With this method, a helper queries the Glue catalogue with boto3 to get the all the partitions creation timestamps. It then selected the latest one, get the partitions key-value pairs, and create a pushdown predicate with these.

Loading and processing data from S3 using a pushdown predicate fetching the latest written partition from the Glue catalogue
In this example, we have 3 partitions for 3, 4, and 5/10/2022 but they don't have a date partition, only year/month/date. The job runs on the 7/10/2022. The helper will check the creation timestamps of partitons in the Glue catalogue. It will identify that the partition written on 05/10/2022 is the most recent one and that its partition values are 2022, 10 and 5. The pushdown predicate will be created based on these 3 values and the job will load and process this partition only.

Pros

  • This approach never loads more than one day’s worth of data, so it is cheap.
  • It works even if you have no idea when source data was last produced
  • You don't need a GetLatestPartitions query after loading your dataframe
  • You don't need to know the partition keys and they don't need to have one in 'yyyymmdd' format

Cons

  • If the partitions are more granular than a day (i.e. several a day) or less granular, you won't get exactly one day of data
  • Like the previous one, this approach relies on the Glue catalogue being up-to-date and not containing empty partitions. If data is deleted, we want the corresponding partition to be removed from the catalogue. If crawlers are used to update the catalogue, they must be set up with the non-standard option as below:

Crawler option to delete empty partitions

Scenarios when not to use it

This is not suitable if the catalogue contains deprecated partitions. Not suitable if data is being written more than once a day and you do want to load a full day.

How to use it in a job

  1. Import the DP helper method create_pushdown_predicate_for_latest_written_partition
  2. Call the method in the push_down_predicate option of the createDataFrame block (the example below uses the execution_context to create the data frame but the same can be achieved using create_dynamic_frame.from_catalogue)

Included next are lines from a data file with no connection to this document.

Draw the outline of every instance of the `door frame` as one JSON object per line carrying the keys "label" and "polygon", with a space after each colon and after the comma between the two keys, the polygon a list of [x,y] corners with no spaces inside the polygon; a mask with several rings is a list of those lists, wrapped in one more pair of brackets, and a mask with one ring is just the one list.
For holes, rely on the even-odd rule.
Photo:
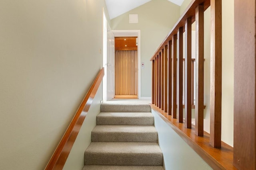
{"label": "door frame", "polygon": [[141,67],[140,67],[140,30],[112,30],[115,37],[138,37],[138,98],[141,99]]}

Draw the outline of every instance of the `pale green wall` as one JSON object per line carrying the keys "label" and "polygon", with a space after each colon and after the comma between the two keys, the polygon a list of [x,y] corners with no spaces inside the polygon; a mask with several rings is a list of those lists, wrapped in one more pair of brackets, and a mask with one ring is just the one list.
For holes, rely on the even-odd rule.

Write a pushdown predicate based on the latest written partition from the Glue catalogue

External documentation about pushdown predicates

https://docs.aws.amazon.com/glue/latest/dg/aws-glue-programming-etl-partitions.html https://github.com/LBHackney-IT/Data-Platform/blob/main/scripts/helpers/helpers.py

Filtering data after creating the dataframe

After you have loaded data into a dataframe, you can use a pySpark query that only keeps the latest day from all the loaded data. This will work whatever approach you have used to create the dataframe. It does not rely on the Glue catalogue and on registered partitions, but only on the loaded data content. This method has been used in nearly every job in the early Data Platform.

Pros

Certitude you only are processing one day’s worth of data

Cons

Can be very expensive if you have loaded many partitions in your dataframe.

How to use it in a job

  1. Import the helper function. Several versions of the helper exist:
  • get_latest_partitions is the initial version, it uses a where() clause and the standard columns import_year, import_month and inport_day.
  • get_latest_partitions_optimized is a quicker version using filter() instead of where()
  • get_latest_snapshot_optimized is the same function as above but uses the partition name snapshot_date instead of import_date.
  • get_latest_rows_by_date is the version to use if the partition name is not standard import_date or snapshot_date. This function lets you pass the partition name as a parameter.
  1. Call the method after having loaded the data into a dataframe. It requires a Spark dataframe, not a Glue Dynamic Frame, so you must convert your dynamic frame if necessary.

Using get_latest_snapshot after loading the data

Conclusion

We've covered different approaches to make sure the job only processes the data it needs. Many jobs use both filtering before and after loading data into the dataframe. Normally, using a pushdown predicate based on the lasted partition from the Glue catalogue can be used on its own and doesn't require further filtering. Also remember that working from the Trusted zone is he best way to only get the latest data, without needing to filter out older partitions!